Il aurait pu expliquer les circonstances de son acte gratuit, la colère, mais on ne lui demande rien, au jeune homme. Il est là, en chemise et en jeans, c’est un voleur, c’est tout ce que le directeur et le commissaire voient à ce moment-là, et alors ils ne veulent rien savoir d’autre. Le commissaire enregistre la plainte déposée par le directeur du magasin, il appelle le parquet, la plainte sera poursuivie, le magistrat le dit au téléphone.
Alors, le jeune homme se tait. Il ne dira rien. Demain, il part en vacances avec sa mère, il ne le lui avouera qu’une fois la frontière atteinte pour ne pas gâcher les vacances, parce qu’il n’y a plus rien d’autre à faire. Le jeune homme a découvert le même été qu’il était majeur, bachelier, et que son père était irresponsable. Mais il ne dit rien au commissariat. Dans la boutique de luxe moi, tout manteau que je suis, je l’avais deviné que malgré sa haute taille, sa mèche sur le front et sa démarche fauve presque royale, c’était une bête blessée, un pauvre gosse. C’est pour cela que j’avais voulu me donner à lui pour rien, pour l’accompagner, lui tenir chaud, lui redonner le sourire et faire surtout qu’il se sente moins seul, moins triste. Oui, j’aurais voulu lui appartenir pour qu’il se sente moins vide et qu’il reprenne confiance en lui.
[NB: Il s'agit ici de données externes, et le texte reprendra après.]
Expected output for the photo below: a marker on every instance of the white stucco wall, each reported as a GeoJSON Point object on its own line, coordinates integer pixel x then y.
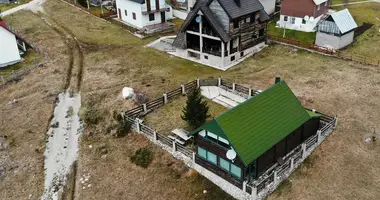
{"type": "Point", "coordinates": [9, 53]}
{"type": "Point", "coordinates": [142, 20]}
{"type": "Point", "coordinates": [269, 6]}
{"type": "Point", "coordinates": [307, 27]}
{"type": "Point", "coordinates": [335, 42]}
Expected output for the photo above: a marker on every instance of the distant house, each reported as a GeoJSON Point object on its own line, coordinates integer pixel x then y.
{"type": "Point", "coordinates": [269, 6]}
{"type": "Point", "coordinates": [243, 142]}
{"type": "Point", "coordinates": [302, 15]}
{"type": "Point", "coordinates": [336, 31]}
{"type": "Point", "coordinates": [143, 13]}
{"type": "Point", "coordinates": [220, 32]}
{"type": "Point", "coordinates": [11, 46]}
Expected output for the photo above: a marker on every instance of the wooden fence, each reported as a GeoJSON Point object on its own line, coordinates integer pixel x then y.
{"type": "Point", "coordinates": [374, 61]}
{"type": "Point", "coordinates": [268, 181]}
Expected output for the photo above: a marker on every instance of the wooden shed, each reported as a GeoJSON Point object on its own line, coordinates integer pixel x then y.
{"type": "Point", "coordinates": [242, 143]}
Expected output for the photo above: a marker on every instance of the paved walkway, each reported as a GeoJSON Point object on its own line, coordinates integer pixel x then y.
{"type": "Point", "coordinates": [34, 5]}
Mais on ne m’a rien demandé. On m’a abandonné sur une chaise. Je suis la victime séduite et abandonnée. Moi je suis triste comme un orphelin que l’on mettra au service des rebuts car on ne retouche pas un manteau de luxe.
Dans toutes les fibres de ma matière moelleuse, je frémis car je sais que je suis l’acte manqué, je suis quelque part le manteau neuf que rêve d’avoir tout jeune homme fils unique qui n’a pas de frère aîné !
La Petite Possédée
Il était une fois une fillette possédée par des papillons.
A sa puberté, elle voit s’écouler d’elle régulièrement et mensuellement un cortège de petits papes, qui comme les petits moines joliment dénommés moinillons sont alors appelés les papillons.
Ses parents, informés de la curieuse infirmité affligeant leur petite d’une nuée de papillons mal placés, vont consulter, avec elle, de nombreux médecins et psychologues, qui ne savent diagnostiquer qu’une crise aiguë de mysticisme. Ils conseillent de l’emmener tout près, à la Bonne Mère qui préside la ville de Marseille de son aura aurifère, mais le court pèlerinage ne donne rien, et le mois suivant, de l’embouchure du sexe de la fillette pubère, s’envole une autre fois, une nouvelle nuée de papillons. Le prêtre du diocèse recommande alors une visite au Saint-Siège à Rome. La famille prend le train de Marseille à Gênes, en passant par le marché de Vintimille, et s’en va à Rome, où une audience, avec le pape lui-même, leur a été accordée en raison du mystère profond de ce phénomène…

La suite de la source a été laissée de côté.